Christopher R, Shetty K T
Department of Neurochemistry, National Institute of Mental Health and Neurosciences, Post Box 2900, 560029 Bangalore.
Indian J Clin Biochem. 1997 Jul;12(2):102-7. doi: 10.1007/BF02873671.

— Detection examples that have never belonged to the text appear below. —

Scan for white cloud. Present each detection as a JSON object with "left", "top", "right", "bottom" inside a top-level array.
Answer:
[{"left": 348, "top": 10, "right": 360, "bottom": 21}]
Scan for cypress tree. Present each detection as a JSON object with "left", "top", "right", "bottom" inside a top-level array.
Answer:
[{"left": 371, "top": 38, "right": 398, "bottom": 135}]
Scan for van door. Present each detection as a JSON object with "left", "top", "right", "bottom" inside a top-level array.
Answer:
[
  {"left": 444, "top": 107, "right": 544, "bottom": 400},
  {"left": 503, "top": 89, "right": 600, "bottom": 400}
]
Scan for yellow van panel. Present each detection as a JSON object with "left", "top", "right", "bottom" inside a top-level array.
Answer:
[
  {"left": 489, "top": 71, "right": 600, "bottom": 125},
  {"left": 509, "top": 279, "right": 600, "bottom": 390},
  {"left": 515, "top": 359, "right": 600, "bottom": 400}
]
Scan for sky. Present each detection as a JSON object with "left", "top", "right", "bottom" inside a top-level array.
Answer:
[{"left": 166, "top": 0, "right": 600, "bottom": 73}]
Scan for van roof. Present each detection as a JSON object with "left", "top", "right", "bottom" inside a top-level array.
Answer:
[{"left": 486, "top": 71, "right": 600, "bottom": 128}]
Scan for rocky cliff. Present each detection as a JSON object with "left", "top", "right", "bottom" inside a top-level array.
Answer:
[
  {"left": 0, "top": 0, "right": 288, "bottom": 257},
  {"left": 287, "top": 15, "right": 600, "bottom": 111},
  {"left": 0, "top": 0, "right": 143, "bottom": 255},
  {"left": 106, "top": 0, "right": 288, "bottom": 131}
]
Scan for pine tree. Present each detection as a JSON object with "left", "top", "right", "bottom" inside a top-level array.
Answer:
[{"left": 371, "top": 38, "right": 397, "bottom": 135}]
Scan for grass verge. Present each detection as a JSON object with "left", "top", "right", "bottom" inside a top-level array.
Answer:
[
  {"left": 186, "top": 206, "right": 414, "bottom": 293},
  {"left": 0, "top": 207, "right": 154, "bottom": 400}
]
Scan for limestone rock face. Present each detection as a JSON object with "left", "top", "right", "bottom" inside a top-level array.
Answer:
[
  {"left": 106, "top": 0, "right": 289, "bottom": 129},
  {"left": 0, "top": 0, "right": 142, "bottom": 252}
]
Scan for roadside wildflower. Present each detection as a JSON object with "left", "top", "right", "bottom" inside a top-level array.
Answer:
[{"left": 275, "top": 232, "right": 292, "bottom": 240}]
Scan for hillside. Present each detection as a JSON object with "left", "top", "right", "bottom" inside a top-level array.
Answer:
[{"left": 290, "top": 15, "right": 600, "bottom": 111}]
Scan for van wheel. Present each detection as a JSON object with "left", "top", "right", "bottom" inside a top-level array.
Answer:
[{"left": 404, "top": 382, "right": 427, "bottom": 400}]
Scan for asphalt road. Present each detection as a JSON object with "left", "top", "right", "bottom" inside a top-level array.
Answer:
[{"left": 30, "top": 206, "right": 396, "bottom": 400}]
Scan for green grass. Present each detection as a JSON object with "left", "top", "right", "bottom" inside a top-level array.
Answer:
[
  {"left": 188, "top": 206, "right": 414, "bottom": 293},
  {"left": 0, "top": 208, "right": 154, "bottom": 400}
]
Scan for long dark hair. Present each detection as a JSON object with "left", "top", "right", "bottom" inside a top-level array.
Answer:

The cerebral sphingolipidoses which form part of a larger group of lysosomal disorders can be detected and conclusively confirmed by the demonstration of the relevent enzyme deficiency in easily available tissue samples like serum. We have assayed acid β-galactosidase, β-hexosaminidase and its isozymes hexosaminidase A and B, and arylsulfatase A in the serum of patients with progressive cerebral dysfunction and detected 18 patients with enzyme defects, thereby confirming the diagnosis of a specific type of cerebral lipidosis in these patients. The assay of serum lysosomal enzymes was of immense diagnostic use as it obviated the need for highly invasive techniques like a brain biopsy.
构成一大类溶酶体疾病的脑鞘脂沉积症,可以通过在血清等易于获取的组织样本中证明相关酶缺乏来检测并最终确诊。我们检测了进行性脑功能障碍患者血清中的酸性β-半乳糖苷酶、β-己糖胺酶及其同工酶己糖胺酶A和B以及芳基硫酸酯酶A,发现18例患者存在酶缺陷,从而确诊这些患者患有特定类型的脑脂质沉积症。血清溶酶体酶检测具有巨大的诊断价值,因为它无需像脑活检这样的高侵入性技术。